The Army Veterinary Corps’ 880 personnel include 600 active-duty Veterinary Corps officers and 280 officers in the Army Reserve. Supporting this small force of veterinary professionals are almost 1,600 enlisted food inspection specialists, 560 animal care technicians, and approximately 425 civilian employees. All told, there are just over 3,400 members that constitute the U.S. Army Veterinary Service.
The Veterinary Corps’ mission: to provide highly skilled and adaptive veterinary professionals to protect and improve the health of people and animals while enhancing readiness throughout the Department of Defense. The Veterinary Corps accomplishes its mission by serving on Army, Air Force, Navy, and Marine Corps bases throughout the world supporting U.S. military men and women.
Approximately 80 Veterinary Service personnel, including roughly 20 veterinarians, are deployed worldwide at any given time. “From host nation capacity-building operations in South America to combat operations in Afghanistan, the Veterinary Corps provides boots-on-the-ground support to a variety of military efforts in the interest of national security,” Dr. Creason said.
Veterinary medicine’s place within the nation’s armed forces was recognized long before the Army Veterinary Corps’ creation. During the Revolutionary War, George Washington, then commander-in-chief of the Continental Army, in 1776 ordered that a “regiment of horse with a farrier” be raised. When the American Civil War ensued nearly a century later, the War Department provided each Union cavalry regiment with a veterinary surgeon of the rank of regimental sergeant major and paid him $75 a month.
In 1879, Congress passed a resolution requiring that all applicants for veterinary positions with the cavalry be graduates of a recognized veterinary college. Less than two decades later, veterinarians were inspecting meat, poultry, and dairy products being transported to Army posts. The political scandal that arose when untold numbers of U.S. soldiers became ill or died after eating adulterated beef during the Spanish-American War of 1898 had incited the public to demand greater safeguards to prevent such disasters.
Early in the 20th century, as war raged in Europe, the AVMA was one of many voices lobbying for legislation establishing an Army Veterinary Corps. Less than two years after passage of the National Defense Act, the newly established Veterinary Corps expanded from 57 veterinarians to 2,313 officers. In 1949, when the Air Force Veterinary Corps was created, the new corps and the Army shared military veterinary responsibilities. The Air Force Veterinary Corps was disestablished in 1980, however, and the Army has since overseen all DOD veterinary services.
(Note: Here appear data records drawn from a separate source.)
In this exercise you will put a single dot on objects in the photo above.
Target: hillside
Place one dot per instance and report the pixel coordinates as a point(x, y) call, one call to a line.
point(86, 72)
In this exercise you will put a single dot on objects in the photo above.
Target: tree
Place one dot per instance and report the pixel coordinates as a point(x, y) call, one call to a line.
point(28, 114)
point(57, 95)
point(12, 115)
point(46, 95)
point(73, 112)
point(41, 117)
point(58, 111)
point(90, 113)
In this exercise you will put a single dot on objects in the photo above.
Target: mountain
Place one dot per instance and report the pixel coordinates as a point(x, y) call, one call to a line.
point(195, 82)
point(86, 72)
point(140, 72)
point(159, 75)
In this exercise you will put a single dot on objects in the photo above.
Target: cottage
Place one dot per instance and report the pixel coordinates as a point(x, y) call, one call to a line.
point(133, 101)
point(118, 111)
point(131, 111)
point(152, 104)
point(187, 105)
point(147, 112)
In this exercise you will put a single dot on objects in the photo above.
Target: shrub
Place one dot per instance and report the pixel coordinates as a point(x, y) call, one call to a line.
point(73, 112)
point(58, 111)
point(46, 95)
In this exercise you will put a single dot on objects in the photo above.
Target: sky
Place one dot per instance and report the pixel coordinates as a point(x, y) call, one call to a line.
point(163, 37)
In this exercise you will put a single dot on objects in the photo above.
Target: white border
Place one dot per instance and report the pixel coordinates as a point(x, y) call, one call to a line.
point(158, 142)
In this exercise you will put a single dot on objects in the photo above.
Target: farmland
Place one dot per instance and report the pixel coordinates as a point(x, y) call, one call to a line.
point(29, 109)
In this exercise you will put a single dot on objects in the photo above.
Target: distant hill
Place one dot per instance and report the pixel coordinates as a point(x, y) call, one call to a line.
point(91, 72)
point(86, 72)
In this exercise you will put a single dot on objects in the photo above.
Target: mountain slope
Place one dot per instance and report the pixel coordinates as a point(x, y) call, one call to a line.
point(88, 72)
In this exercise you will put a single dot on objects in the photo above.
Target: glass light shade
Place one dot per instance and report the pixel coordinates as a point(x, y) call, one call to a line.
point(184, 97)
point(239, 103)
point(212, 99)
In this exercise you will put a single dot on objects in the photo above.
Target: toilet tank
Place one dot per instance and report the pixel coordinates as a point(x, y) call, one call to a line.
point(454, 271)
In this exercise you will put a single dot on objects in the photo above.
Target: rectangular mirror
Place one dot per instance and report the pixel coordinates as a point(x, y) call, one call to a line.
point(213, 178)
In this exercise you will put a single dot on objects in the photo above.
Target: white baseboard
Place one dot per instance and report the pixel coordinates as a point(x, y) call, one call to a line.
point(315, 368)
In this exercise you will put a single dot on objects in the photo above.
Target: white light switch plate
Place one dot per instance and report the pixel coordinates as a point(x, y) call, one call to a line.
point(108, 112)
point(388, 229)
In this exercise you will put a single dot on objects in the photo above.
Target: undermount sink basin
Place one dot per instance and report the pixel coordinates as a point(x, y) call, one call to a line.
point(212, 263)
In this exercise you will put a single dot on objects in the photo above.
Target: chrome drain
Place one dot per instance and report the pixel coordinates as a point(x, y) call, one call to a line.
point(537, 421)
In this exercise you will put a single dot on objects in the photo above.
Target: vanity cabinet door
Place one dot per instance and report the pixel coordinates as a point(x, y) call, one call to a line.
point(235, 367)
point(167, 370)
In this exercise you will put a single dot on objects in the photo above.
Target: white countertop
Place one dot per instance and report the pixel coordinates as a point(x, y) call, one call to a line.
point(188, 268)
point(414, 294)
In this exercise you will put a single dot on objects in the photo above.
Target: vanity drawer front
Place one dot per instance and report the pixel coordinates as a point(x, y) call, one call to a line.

The Army Veterinary Service has participated in every U.S. conflict since World War I, serving as an essential element in the maintenance of the health and well-being of both animals and soldiers. Many members have paid the ultimate price for their service. The most recent of these was Lt. Col. Daniel E. Holland, a veterinarian killed May 18, 2006, in Baghdad when an improvised explosive device detonated near his Humvee during combat operations of Operation Iraqi Freedom.
Veterinary Service personnel were killed in both world wars and Vietnam, according to Dr. Creason. During World War II, many personnel were captured by the Japanese after the fall of the Philippines and subsequently died in prison camps. One of them, Dr. Creason noted, was Capt. Clayton Mickelsen, a veterinarian who had previously been awarded the Distinguished Service Cross for combat actions in the Philippines.
As for the next 100 years, the Veterinary Corps will continue to build and adapt its veterinary forces to support military operations for the DOD in the defense of the United States. “Through veterinary medical care, public health, food protection, and a focus on research and development activities, the Army Veterinary Service will remain dedicated to saving lives and enhancing the readiness of U.S. military forces,” said veterinarian and Brig. Gen. Erik Torring, the current and 26th chief of the Army Veterinary Corps.